Organizatorzy tegorocznego Marszu Niepodległości odnieśli kolejny sukces. Dzięki temu, że uczestnicy poniedziałkowej demonstracji zaatakowali ambasadę Federacji Rosyjskiej, to wydarzenie zyskało rangę międzynarodową.
REKLAMA
W poniedziałkowy wieczór o Marszu Niepodległości donosiła więc większość rosyjskich mediów.
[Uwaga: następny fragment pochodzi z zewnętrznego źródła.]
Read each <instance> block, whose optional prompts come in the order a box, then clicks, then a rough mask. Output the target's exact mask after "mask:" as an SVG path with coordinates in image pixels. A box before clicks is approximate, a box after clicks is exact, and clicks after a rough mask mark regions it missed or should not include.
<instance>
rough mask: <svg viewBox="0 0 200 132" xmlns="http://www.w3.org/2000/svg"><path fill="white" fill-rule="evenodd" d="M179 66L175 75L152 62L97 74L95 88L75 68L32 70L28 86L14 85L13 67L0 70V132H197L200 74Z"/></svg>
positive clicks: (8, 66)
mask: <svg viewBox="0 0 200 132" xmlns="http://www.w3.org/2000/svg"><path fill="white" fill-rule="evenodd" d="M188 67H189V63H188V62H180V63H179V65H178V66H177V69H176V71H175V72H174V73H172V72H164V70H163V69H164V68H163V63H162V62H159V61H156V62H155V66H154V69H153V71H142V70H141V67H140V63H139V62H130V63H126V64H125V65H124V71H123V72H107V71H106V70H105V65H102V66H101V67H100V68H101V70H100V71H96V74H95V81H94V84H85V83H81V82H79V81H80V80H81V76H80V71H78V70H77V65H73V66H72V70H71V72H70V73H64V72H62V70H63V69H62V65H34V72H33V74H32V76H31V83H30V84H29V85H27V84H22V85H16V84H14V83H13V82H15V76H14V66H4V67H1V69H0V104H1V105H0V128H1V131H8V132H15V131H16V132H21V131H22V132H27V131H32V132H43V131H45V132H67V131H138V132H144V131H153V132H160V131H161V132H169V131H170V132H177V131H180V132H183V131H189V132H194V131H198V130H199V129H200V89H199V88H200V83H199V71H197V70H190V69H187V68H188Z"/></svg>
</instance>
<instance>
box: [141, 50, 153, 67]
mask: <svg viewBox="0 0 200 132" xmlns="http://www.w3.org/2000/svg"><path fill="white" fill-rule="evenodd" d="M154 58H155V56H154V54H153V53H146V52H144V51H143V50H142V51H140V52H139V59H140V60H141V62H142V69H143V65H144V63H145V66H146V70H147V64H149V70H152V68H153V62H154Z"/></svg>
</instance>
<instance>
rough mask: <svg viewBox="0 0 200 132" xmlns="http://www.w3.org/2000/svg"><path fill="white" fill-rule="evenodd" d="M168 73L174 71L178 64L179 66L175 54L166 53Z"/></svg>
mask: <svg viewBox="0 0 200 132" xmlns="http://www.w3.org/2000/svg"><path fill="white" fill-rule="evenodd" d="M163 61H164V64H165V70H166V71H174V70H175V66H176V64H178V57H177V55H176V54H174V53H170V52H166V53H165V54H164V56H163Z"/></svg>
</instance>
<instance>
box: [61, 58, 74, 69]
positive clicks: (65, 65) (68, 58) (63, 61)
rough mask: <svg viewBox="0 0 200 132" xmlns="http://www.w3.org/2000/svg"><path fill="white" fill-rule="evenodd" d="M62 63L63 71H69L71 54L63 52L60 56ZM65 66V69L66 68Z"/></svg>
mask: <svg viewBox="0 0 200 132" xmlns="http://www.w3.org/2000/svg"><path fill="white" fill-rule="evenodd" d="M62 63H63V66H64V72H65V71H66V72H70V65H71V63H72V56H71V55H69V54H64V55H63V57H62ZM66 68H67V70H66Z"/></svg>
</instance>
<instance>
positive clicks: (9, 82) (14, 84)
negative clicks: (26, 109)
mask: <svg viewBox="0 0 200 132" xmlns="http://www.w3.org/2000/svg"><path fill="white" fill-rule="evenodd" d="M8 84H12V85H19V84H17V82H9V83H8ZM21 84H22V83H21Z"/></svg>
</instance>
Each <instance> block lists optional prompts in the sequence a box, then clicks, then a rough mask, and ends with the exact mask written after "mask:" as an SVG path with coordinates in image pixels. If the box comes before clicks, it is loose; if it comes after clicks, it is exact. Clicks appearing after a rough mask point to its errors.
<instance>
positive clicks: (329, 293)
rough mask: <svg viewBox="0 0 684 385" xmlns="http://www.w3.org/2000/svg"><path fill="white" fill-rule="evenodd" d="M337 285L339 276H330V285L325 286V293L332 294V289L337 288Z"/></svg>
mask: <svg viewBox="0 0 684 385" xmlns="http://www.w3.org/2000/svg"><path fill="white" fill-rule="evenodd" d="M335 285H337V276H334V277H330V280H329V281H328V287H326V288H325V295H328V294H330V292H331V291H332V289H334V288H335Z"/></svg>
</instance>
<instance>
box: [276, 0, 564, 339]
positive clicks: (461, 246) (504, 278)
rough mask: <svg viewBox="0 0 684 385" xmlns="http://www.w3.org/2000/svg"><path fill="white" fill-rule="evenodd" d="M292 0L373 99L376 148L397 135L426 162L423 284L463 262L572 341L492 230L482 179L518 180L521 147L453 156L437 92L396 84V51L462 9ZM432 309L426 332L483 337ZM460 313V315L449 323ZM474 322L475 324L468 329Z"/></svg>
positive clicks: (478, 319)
A komentujący te doniesienia Rosjanie ubolewali, iż Armia Czerwona pomagała wyswobodzić stolicę Polski spod nazistowskiego jarzma tylko po to, by dziś na jej ulicach znowu rządziła brunatna siła.
O próbie podpalenia rosyjskiej ambasady w Warszawie i wielogodzinnych zamieszkach, w które kolejny raz zamieniły się obchody Święta Niepodległości, donoszą jednak nie tylko media na Wschodzie. Relacji z ulic Warszawy sporo miejsca poświęca także europejska stacja telewizyjna Euronews. "Skrajnie prawicowi bojówkarze sieją zniszczenie na ulicach polskiej stolicy" - donosiła tymczasem agencja Reutersa.
O tym, że świętowanie 95. rocznicy odzyskania niepodległości zamieniło się w Polsce w gigantyczne zamieszki na ulicach stolicy naszego kraju donosi nawet... "Miami Herald" na Florydzie.